Nachdem die vorherigen Versionen der Distribution allesamt mit Gnome auskommen mussten, erschien jetzt endlich auch wieder eine aktuelle Variante mit dem KDE-4-Desktop.
Die neue Version des Gentoo-Ablegers basiert auf dem leichtgewichtigen Sabayon Linux 4 LiteMCE und kommt mit Linux Kernel 2.6.29.1, sowie dem kompletten KDE 4.2.2 Desktop.
Darüber hinaus dient das noch recht junge Ext 4 ab sofort als Standarddateisystem, Open Office liegt in Version 3.0.1 vor. Angetrieben von den neuesten proprietären AMD- und Nvidia-Grafiktreibern, sorgen Compiz und Compiz Fusion 0.8.2 unter X.org 7.4 für eine animierte Benutzeroberfläche. Der Entropy Paketmanager klettert auf Version 0.52.8, den NetworkManager gibt es es in Version 0.7. Das ebenfalls überholte Desktop-Design bezeichnen die Macher als „Sexiest Skin ever!“
Gegenüber der Vorversion wurde das ISO-Image weiter eingedampft und nimmt jetzt nur noch weniger als 2 GByte in Anspruch. Darüber hinaus soll das System schneller starten und das hauseigene Installationsprogramm bereits vorhandene Linux-Distributionen berücksichtigen.

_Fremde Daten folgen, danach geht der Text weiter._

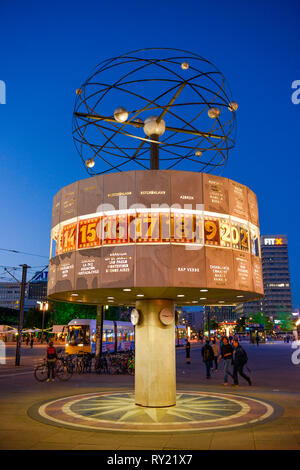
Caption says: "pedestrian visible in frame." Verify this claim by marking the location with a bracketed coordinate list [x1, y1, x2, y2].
[211, 338, 220, 370]
[232, 340, 252, 386]
[47, 341, 57, 382]
[201, 339, 214, 379]
[185, 338, 191, 364]
[218, 336, 233, 386]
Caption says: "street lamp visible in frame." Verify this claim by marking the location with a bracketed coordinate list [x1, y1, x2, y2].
[38, 300, 49, 343]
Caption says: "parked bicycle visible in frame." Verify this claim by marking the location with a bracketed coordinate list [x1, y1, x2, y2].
[97, 352, 134, 375]
[34, 356, 73, 382]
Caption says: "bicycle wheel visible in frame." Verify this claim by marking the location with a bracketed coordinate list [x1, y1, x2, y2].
[55, 363, 72, 382]
[34, 364, 48, 382]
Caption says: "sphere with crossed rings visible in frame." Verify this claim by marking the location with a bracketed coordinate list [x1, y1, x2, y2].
[73, 49, 238, 175]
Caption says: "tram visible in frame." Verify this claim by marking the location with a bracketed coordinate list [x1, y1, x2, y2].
[65, 318, 187, 354]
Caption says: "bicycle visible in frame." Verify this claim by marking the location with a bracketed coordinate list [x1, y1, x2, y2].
[34, 357, 73, 382]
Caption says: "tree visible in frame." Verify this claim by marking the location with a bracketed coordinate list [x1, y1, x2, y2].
[50, 302, 97, 325]
[276, 310, 295, 331]
[234, 317, 246, 333]
[248, 312, 274, 330]
[0, 307, 20, 326]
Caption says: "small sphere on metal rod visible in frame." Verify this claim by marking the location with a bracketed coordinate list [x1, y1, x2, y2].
[132, 118, 143, 127]
[144, 116, 166, 137]
[228, 101, 239, 112]
[85, 158, 95, 168]
[207, 108, 220, 119]
[114, 108, 128, 122]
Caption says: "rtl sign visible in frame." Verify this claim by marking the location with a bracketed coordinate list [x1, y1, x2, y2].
[264, 238, 283, 245]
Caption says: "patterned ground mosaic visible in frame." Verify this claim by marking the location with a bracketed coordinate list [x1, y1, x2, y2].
[28, 391, 279, 433]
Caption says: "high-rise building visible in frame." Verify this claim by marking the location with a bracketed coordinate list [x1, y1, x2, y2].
[236, 235, 292, 318]
[205, 305, 237, 323]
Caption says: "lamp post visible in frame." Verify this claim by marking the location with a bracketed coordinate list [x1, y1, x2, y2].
[39, 300, 49, 343]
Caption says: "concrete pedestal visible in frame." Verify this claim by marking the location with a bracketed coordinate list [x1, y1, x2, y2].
[135, 299, 176, 407]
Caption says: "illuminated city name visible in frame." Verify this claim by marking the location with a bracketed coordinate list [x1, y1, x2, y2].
[264, 238, 283, 246]
[0, 80, 6, 104]
[50, 208, 259, 257]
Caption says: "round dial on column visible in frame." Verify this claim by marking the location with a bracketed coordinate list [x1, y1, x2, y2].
[159, 308, 174, 325]
[130, 308, 140, 325]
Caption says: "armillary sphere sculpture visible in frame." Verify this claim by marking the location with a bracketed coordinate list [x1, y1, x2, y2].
[48, 49, 263, 407]
[73, 49, 238, 175]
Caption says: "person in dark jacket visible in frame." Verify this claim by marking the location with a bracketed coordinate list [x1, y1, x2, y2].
[185, 338, 191, 364]
[47, 341, 57, 382]
[201, 339, 214, 379]
[232, 340, 252, 386]
[219, 336, 233, 385]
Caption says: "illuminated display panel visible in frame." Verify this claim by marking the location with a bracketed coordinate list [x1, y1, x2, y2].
[78, 217, 101, 249]
[52, 209, 260, 257]
[48, 170, 262, 305]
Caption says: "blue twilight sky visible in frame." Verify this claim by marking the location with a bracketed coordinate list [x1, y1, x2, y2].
[0, 0, 300, 307]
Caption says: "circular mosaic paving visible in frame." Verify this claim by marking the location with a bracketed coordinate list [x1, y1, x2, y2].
[28, 392, 278, 433]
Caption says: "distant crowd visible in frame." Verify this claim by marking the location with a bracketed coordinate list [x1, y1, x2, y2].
[185, 335, 252, 386]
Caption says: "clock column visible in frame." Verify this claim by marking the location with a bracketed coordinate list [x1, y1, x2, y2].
[135, 299, 176, 407]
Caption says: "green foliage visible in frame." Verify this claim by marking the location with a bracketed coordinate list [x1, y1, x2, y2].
[234, 317, 246, 333]
[0, 307, 20, 326]
[276, 311, 295, 331]
[49, 302, 97, 325]
[248, 312, 274, 330]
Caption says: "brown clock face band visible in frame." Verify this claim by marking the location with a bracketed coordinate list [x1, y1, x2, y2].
[48, 170, 263, 305]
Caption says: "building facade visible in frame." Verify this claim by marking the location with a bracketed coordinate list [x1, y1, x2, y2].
[0, 272, 48, 312]
[236, 235, 293, 319]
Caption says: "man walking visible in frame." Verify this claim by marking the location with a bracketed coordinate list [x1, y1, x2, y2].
[201, 339, 214, 379]
[219, 336, 233, 386]
[232, 340, 252, 386]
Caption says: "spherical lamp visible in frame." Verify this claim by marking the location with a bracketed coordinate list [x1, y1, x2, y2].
[207, 108, 220, 119]
[144, 116, 166, 137]
[114, 108, 128, 122]
[85, 158, 95, 168]
[228, 101, 239, 112]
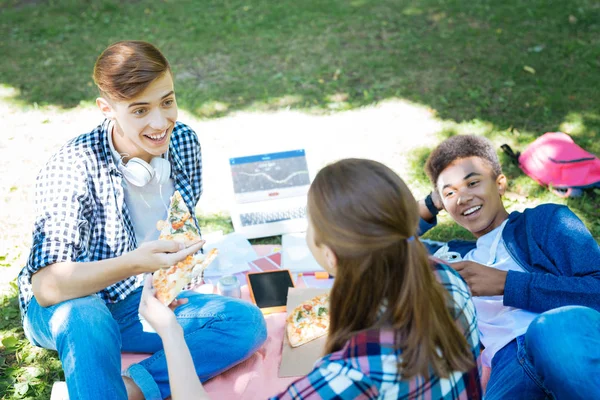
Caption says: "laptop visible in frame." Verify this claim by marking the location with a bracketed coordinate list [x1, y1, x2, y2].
[229, 149, 310, 239]
[229, 149, 310, 239]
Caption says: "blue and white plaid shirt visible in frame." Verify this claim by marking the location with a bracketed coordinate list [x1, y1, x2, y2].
[18, 120, 202, 317]
[271, 264, 481, 400]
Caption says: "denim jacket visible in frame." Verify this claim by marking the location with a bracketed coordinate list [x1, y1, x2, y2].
[420, 204, 600, 313]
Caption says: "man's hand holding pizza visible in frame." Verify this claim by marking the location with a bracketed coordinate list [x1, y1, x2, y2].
[448, 261, 508, 296]
[129, 239, 205, 273]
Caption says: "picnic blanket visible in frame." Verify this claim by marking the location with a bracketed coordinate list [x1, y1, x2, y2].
[121, 245, 298, 400]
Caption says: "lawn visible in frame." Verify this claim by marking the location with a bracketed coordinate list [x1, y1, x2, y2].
[0, 0, 600, 399]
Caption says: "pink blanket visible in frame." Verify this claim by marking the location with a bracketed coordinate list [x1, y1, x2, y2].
[121, 245, 490, 400]
[121, 246, 297, 400]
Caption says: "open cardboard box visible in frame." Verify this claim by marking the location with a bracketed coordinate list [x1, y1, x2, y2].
[279, 288, 331, 378]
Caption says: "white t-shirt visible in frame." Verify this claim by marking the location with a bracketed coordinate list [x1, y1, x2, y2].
[463, 221, 539, 366]
[108, 128, 175, 246]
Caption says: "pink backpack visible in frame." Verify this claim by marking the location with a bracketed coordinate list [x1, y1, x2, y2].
[501, 132, 600, 197]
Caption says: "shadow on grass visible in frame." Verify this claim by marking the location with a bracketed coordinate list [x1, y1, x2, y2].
[0, 0, 600, 138]
[0, 281, 64, 399]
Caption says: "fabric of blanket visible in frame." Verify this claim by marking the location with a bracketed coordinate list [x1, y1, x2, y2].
[121, 245, 298, 400]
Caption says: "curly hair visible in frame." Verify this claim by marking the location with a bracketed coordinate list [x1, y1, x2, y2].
[425, 135, 502, 187]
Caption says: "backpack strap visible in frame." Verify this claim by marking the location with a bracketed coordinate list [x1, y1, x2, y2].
[500, 143, 521, 165]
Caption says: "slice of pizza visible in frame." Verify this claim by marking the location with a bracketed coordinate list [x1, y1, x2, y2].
[156, 190, 200, 247]
[286, 294, 329, 347]
[152, 249, 218, 305]
[152, 191, 217, 305]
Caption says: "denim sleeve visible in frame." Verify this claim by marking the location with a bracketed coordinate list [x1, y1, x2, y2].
[504, 207, 600, 312]
[417, 217, 437, 236]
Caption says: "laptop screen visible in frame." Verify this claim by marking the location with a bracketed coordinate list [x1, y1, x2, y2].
[229, 149, 310, 203]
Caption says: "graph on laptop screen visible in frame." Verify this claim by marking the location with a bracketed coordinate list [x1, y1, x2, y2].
[229, 150, 310, 203]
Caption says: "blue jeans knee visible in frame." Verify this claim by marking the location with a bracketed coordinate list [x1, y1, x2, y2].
[24, 295, 127, 399]
[525, 306, 600, 399]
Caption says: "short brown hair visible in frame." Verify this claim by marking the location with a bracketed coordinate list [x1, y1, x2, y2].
[425, 135, 502, 187]
[308, 159, 475, 379]
[94, 40, 171, 100]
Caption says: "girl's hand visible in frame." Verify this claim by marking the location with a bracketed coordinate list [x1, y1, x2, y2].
[128, 240, 205, 273]
[139, 274, 188, 338]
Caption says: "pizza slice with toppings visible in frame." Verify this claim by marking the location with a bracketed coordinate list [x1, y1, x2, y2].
[156, 190, 201, 247]
[152, 191, 217, 305]
[286, 294, 329, 347]
[152, 249, 218, 305]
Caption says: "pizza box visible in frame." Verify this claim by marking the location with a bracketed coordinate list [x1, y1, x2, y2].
[279, 288, 331, 378]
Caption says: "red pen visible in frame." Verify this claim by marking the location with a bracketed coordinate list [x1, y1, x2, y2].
[298, 271, 333, 279]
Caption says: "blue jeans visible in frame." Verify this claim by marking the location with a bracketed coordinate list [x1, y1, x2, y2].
[485, 306, 600, 400]
[24, 288, 267, 400]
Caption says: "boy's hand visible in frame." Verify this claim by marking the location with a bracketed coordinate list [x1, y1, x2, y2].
[449, 261, 508, 296]
[129, 240, 205, 273]
[431, 189, 444, 211]
[139, 274, 187, 337]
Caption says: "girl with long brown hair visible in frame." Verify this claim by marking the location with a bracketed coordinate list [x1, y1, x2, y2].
[279, 159, 481, 399]
[140, 159, 481, 400]
[19, 40, 267, 400]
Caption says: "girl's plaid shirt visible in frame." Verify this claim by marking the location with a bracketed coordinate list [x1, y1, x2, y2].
[18, 120, 202, 317]
[271, 264, 481, 400]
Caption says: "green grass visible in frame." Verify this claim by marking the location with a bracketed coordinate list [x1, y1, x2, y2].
[0, 0, 600, 399]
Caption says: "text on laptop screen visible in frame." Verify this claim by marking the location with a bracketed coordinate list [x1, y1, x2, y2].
[229, 150, 310, 203]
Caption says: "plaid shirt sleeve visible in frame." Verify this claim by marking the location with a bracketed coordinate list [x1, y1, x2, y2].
[18, 120, 202, 317]
[272, 357, 379, 400]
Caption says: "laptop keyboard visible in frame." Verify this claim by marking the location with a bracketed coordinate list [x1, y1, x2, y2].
[240, 206, 306, 226]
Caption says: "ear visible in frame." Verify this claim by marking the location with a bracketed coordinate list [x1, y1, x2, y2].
[323, 245, 337, 275]
[496, 174, 508, 196]
[96, 97, 116, 119]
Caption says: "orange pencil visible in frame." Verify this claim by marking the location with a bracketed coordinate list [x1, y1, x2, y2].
[298, 271, 333, 279]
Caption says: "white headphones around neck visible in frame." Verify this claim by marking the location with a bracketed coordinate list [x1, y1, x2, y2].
[118, 157, 171, 187]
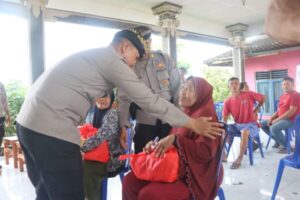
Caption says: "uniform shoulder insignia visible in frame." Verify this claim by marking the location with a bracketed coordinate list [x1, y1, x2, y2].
[161, 79, 170, 87]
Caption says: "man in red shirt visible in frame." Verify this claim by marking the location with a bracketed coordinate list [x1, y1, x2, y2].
[261, 76, 300, 153]
[223, 77, 265, 169]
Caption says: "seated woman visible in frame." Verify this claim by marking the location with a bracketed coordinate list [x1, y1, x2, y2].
[123, 77, 223, 200]
[82, 92, 124, 200]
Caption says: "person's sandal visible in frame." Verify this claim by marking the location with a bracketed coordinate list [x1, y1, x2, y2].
[230, 162, 241, 169]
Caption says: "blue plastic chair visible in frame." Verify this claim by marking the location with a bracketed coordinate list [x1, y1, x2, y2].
[101, 127, 134, 200]
[271, 115, 300, 200]
[266, 100, 295, 154]
[218, 123, 228, 200]
[227, 125, 265, 165]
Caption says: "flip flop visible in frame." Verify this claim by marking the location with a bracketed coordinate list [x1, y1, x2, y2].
[230, 162, 241, 169]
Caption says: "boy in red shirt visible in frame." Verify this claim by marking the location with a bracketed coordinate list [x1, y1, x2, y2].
[223, 77, 265, 169]
[261, 76, 300, 153]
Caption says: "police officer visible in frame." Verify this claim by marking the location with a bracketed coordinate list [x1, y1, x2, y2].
[17, 30, 221, 200]
[119, 26, 182, 153]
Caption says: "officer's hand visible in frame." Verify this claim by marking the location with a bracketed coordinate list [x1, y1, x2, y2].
[267, 119, 273, 126]
[80, 137, 86, 147]
[143, 140, 154, 154]
[155, 134, 175, 158]
[120, 127, 128, 149]
[185, 117, 224, 139]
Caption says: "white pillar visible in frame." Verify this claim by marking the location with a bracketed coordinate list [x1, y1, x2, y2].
[23, 0, 48, 83]
[152, 2, 182, 62]
[226, 23, 248, 81]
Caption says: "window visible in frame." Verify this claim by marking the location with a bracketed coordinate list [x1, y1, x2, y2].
[255, 69, 288, 115]
[0, 11, 30, 85]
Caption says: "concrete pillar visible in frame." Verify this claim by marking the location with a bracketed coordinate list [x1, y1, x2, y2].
[152, 2, 182, 62]
[24, 0, 48, 83]
[226, 23, 248, 81]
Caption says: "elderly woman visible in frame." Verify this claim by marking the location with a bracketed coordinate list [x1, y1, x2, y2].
[123, 77, 223, 200]
[82, 91, 124, 200]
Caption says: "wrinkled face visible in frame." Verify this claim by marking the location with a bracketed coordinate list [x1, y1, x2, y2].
[121, 41, 140, 67]
[96, 95, 110, 110]
[242, 83, 249, 91]
[228, 80, 240, 93]
[179, 80, 197, 108]
[282, 80, 294, 92]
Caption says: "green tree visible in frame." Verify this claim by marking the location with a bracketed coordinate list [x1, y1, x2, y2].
[203, 66, 233, 102]
[5, 81, 27, 136]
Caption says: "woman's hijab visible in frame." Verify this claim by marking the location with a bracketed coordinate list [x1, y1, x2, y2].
[172, 77, 222, 200]
[93, 91, 115, 128]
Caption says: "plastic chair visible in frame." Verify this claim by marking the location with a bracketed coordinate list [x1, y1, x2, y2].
[101, 127, 134, 200]
[271, 115, 300, 200]
[218, 123, 228, 200]
[227, 125, 265, 165]
[266, 100, 295, 154]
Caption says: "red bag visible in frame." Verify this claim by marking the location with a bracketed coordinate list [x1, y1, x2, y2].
[119, 147, 179, 183]
[78, 124, 109, 163]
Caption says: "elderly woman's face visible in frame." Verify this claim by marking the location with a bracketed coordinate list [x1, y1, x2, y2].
[96, 95, 110, 110]
[179, 79, 197, 108]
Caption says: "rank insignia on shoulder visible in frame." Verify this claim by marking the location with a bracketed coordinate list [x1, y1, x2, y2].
[156, 63, 165, 69]
[161, 79, 170, 87]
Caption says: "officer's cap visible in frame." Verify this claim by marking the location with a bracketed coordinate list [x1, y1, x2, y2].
[114, 29, 145, 58]
[133, 26, 152, 40]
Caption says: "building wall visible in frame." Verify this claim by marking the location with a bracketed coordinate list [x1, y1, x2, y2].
[245, 50, 300, 91]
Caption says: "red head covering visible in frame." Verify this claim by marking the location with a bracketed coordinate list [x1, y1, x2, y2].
[172, 77, 222, 200]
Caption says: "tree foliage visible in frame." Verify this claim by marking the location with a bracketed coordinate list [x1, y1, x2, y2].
[5, 81, 27, 136]
[203, 66, 233, 102]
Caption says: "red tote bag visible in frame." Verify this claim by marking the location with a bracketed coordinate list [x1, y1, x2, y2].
[119, 147, 179, 183]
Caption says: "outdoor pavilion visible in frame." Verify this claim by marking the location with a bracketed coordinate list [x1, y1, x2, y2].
[0, 0, 300, 200]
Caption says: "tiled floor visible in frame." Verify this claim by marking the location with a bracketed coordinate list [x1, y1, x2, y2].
[0, 133, 300, 200]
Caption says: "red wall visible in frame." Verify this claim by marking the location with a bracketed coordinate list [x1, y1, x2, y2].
[245, 50, 300, 91]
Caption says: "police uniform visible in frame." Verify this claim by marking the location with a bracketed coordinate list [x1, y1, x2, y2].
[119, 51, 182, 153]
[17, 30, 189, 200]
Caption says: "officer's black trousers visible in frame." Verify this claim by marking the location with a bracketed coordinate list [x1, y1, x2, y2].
[133, 120, 171, 153]
[17, 124, 84, 200]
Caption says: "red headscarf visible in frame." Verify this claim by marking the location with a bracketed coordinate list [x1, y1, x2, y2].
[172, 77, 222, 200]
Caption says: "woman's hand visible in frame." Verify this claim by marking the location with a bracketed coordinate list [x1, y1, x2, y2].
[154, 134, 176, 158]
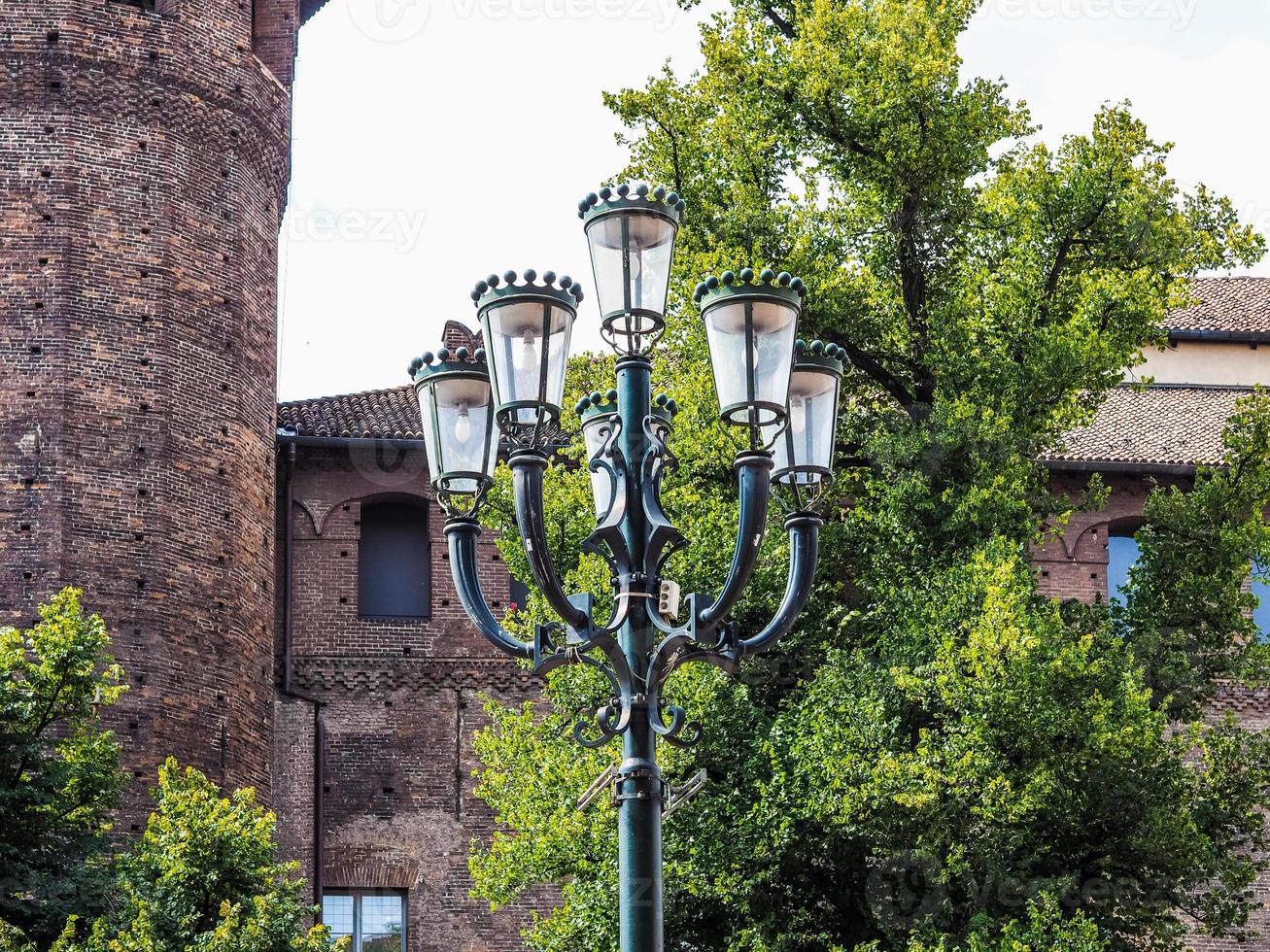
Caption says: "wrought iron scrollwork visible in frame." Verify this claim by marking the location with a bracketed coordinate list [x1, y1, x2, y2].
[447, 383, 820, 748]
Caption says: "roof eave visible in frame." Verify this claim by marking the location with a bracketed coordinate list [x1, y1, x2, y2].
[1168, 330, 1270, 344]
[1038, 459, 1199, 476]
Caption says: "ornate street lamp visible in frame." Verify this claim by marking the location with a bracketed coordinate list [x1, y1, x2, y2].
[410, 186, 842, 952]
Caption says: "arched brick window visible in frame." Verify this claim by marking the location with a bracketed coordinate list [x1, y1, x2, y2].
[357, 499, 431, 620]
[1108, 519, 1143, 603]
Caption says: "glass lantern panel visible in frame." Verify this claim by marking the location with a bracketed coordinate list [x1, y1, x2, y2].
[582, 414, 613, 517]
[485, 301, 572, 423]
[587, 211, 674, 322]
[415, 386, 442, 486]
[704, 299, 798, 423]
[429, 377, 494, 493]
[773, 371, 839, 484]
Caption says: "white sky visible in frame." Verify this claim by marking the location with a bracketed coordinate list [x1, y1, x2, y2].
[280, 0, 1270, 400]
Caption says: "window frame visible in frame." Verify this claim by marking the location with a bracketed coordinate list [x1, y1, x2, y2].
[320, 887, 410, 952]
[357, 495, 433, 625]
[1102, 516, 1147, 605]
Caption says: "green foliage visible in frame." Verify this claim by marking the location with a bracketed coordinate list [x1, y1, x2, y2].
[51, 759, 340, 952]
[0, 589, 124, 942]
[472, 0, 1270, 952]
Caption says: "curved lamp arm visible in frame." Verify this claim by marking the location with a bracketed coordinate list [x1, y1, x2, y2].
[698, 452, 772, 630]
[738, 513, 824, 658]
[508, 451, 591, 630]
[446, 518, 533, 659]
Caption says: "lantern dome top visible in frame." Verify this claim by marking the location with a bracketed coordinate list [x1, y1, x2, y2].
[471, 268, 584, 310]
[794, 338, 847, 373]
[572, 390, 679, 422]
[406, 347, 489, 384]
[578, 182, 684, 224]
[692, 268, 807, 310]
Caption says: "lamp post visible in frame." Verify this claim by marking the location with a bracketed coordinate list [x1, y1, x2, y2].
[410, 186, 843, 952]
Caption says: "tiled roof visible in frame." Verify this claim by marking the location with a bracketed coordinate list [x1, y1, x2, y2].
[1165, 278, 1270, 335]
[1042, 385, 1253, 468]
[278, 388, 423, 439]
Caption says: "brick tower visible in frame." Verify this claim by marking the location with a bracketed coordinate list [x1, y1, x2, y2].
[0, 0, 312, 832]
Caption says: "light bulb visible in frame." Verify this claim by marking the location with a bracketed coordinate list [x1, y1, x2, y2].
[516, 327, 538, 373]
[790, 398, 807, 433]
[455, 404, 472, 443]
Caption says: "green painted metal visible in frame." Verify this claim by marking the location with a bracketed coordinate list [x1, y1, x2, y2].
[411, 208, 841, 952]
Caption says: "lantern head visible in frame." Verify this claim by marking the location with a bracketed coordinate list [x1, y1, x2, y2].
[410, 347, 498, 516]
[694, 268, 804, 446]
[578, 184, 683, 355]
[471, 269, 583, 450]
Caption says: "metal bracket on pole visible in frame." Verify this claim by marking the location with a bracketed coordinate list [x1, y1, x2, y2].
[662, 768, 707, 817]
[578, 765, 617, 810]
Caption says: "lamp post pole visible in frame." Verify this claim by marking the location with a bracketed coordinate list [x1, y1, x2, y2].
[616, 355, 665, 952]
[410, 186, 843, 952]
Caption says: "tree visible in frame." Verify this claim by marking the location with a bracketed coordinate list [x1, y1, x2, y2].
[0, 589, 124, 942]
[472, 0, 1270, 952]
[52, 758, 330, 952]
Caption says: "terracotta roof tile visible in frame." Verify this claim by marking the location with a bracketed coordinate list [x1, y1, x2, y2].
[1042, 385, 1253, 468]
[1165, 278, 1270, 334]
[278, 386, 423, 439]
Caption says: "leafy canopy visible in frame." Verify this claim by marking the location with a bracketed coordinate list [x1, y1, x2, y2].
[471, 0, 1270, 952]
[0, 589, 124, 942]
[0, 758, 347, 952]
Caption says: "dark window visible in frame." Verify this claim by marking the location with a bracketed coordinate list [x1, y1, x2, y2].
[322, 890, 405, 952]
[1253, 564, 1270, 641]
[1108, 529, 1139, 604]
[357, 501, 431, 618]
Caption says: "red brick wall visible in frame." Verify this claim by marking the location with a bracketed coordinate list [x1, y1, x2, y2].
[1033, 472, 1168, 601]
[274, 447, 537, 952]
[1033, 473, 1270, 952]
[0, 0, 304, 831]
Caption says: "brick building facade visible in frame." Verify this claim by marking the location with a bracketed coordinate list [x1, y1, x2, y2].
[0, 0, 1270, 952]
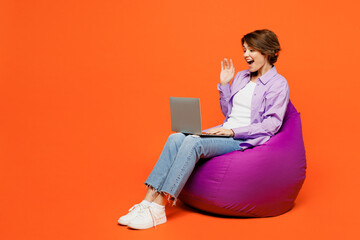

Für Sicherheit sorgen PolicyKit und ConsoleKit.
Wie schon sein direkter Vorgänger, bietet auch Sabayon Linux 4.1 KDE einen speziellen Media Center Modus, der auf der XMBC-Software (vormals Xbox Media Center) basiert. Ergänzend hält die Distribution zahlreiche Multimediaprogramme aus den Bereichen Audio und Video bereit.
Das als LiveDVD ausgelieferte Sabayon Linux verspricht, den Computer innerhalb von fünf Minuten in ein funktionierendes Gentoo-System zu verwandeln. Die aktuelle Version 4.1 KDE widmen die Macher den Erdbebenopfern in Abruzzen.
Als Systemvoraussetzungen verlangt Sabayon nach einem i686 kompatiblen Prozessor und 512 MByte Hauptspeicher, empfohlen sind ein Dual-Core-Prozessor und 1 GByte RAM. Wer sich vorab ein Bild von der Distribution machen möchte, geht auf eine der bereitgestellten Screenshot-Touren, alle Überzeugten laden sich das DVD-Image von einem der zahlreichen Spiegelserver.